When I use the term "case study" I'm not referring to the kind of academic case histories used in law school or business school (and probably a lot of other professional educational programs I'm not as familiar with).
The case studies we are talking about here are simply "success stories" in which one of your clients is the main character, and your product or service solves a major problem for this client.
Suppose, for example, that your client is a mid-sized distribution center that was having a lot of trouble running out of inventory and getting their customers' orders fulfilled. Your company provides a comprehensive inventory management system that gives instant tracking of what products are needed for each customer and what vendors have those items in stock.
Your company and your customer work together to solve their inventory problems and the issues of getting their customers' orders delivered in a timely manner.
The result is beyond your customer's expectations and their business jumps up in earnings accordingly.
In essence, this case study is a three-act play of sorts.
- Act One: Your client had a problem that was causing lost business, extra costs and a lot of anxiety for its executives.
- Act Two: They discover your company and your service and you work with them to achieve an ideal solution to their problem.
- Act Three: The results are excellent. Their problems are not only solved, but the people involved are happy (you always want to put the human element in a good case study).
Case studies are effective because they are stories. We remember stories and will read them when our eyes glaze over at other marketing materials. When we read about the "characters" in a story or a true life case study, we tend to identify with that person's situation, struggles and journey toward a resolution.
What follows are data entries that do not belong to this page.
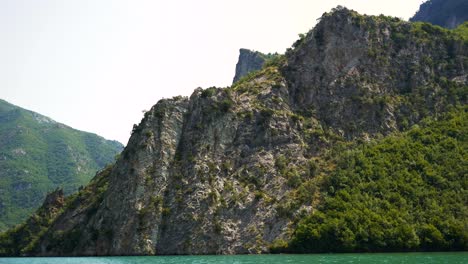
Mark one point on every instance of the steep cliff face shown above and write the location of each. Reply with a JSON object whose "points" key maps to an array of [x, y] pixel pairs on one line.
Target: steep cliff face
{"points": [[232, 170], [248, 62], [358, 74], [444, 13]]}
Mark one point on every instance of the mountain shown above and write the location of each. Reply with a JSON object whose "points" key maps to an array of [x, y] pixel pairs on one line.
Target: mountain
{"points": [[354, 140], [250, 61], [38, 155], [444, 13]]}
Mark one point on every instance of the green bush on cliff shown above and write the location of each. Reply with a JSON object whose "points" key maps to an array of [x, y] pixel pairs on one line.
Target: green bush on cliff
{"points": [[405, 192]]}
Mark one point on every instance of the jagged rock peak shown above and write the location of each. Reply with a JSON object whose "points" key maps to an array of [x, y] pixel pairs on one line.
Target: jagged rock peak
{"points": [[248, 61], [444, 13]]}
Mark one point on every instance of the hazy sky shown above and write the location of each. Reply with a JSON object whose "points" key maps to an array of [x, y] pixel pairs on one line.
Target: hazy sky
{"points": [[95, 65]]}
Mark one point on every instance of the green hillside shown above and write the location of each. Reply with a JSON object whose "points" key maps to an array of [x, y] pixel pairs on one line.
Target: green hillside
{"points": [[402, 193], [38, 155]]}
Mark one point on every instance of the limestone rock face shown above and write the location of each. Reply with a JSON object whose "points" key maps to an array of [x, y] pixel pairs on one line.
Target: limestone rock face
{"points": [[229, 171], [248, 61], [349, 68]]}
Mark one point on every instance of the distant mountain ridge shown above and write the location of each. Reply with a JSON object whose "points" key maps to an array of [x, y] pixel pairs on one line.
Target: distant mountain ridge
{"points": [[444, 13], [38, 154], [354, 140]]}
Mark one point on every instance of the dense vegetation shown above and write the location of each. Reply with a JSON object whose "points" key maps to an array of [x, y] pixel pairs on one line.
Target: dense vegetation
{"points": [[440, 12], [38, 155], [400, 187], [406, 192]]}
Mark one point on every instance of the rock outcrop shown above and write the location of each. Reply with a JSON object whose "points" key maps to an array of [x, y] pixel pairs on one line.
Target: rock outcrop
{"points": [[249, 61], [229, 171]]}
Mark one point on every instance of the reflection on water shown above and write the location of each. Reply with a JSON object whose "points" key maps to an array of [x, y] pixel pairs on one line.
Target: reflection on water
{"points": [[444, 257]]}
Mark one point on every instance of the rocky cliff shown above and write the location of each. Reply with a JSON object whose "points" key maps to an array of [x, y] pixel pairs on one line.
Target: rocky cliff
{"points": [[445, 13], [233, 170], [248, 62]]}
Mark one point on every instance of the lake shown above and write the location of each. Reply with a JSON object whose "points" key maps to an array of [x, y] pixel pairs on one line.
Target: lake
{"points": [[443, 257]]}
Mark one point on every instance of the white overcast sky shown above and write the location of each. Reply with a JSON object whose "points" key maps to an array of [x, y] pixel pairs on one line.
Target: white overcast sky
{"points": [[95, 65]]}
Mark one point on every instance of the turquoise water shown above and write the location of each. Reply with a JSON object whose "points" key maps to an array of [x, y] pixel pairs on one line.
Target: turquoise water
{"points": [[457, 257]]}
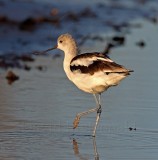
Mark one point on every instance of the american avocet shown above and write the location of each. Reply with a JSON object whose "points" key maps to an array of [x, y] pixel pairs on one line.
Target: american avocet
{"points": [[91, 72]]}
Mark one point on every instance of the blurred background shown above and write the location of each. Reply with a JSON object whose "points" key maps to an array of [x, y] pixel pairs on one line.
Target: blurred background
{"points": [[38, 103]]}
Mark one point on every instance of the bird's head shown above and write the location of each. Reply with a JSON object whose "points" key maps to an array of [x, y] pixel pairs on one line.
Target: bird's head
{"points": [[65, 42]]}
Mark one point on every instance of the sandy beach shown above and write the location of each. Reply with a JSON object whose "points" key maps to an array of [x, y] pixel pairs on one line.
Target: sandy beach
{"points": [[37, 110]]}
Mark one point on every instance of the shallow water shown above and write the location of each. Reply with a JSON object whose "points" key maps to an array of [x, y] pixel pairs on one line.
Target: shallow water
{"points": [[37, 111]]}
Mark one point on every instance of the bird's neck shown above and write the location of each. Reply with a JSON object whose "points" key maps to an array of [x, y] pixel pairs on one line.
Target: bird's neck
{"points": [[69, 55]]}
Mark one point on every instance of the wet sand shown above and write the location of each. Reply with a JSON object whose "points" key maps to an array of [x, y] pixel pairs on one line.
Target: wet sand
{"points": [[37, 111]]}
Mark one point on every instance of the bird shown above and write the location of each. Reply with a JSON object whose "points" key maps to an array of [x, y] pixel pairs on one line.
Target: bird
{"points": [[92, 72]]}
This last point is really true. Think back to some fantasy movie you've watched in which the situation is very far removed from your own personal reality, like the Spider Man movies, or Battlestar Galactica, or Robin Hood. I'm fairly certain you don't spend your spare time swinging from tall skyscrapers, fighting battles in space or defending the poor from evil knights with bows and arrows while wearing tights (ooh, bad visual), but you still relate or identify with characters in a good story.
The same is true with case studies because they are stories. You are probably not in the distribution industry, and your problems are probably not the same as the business I described above. But you do face problems that need to be solved, and as a result, you might still consider the systems company as a firm that could help you.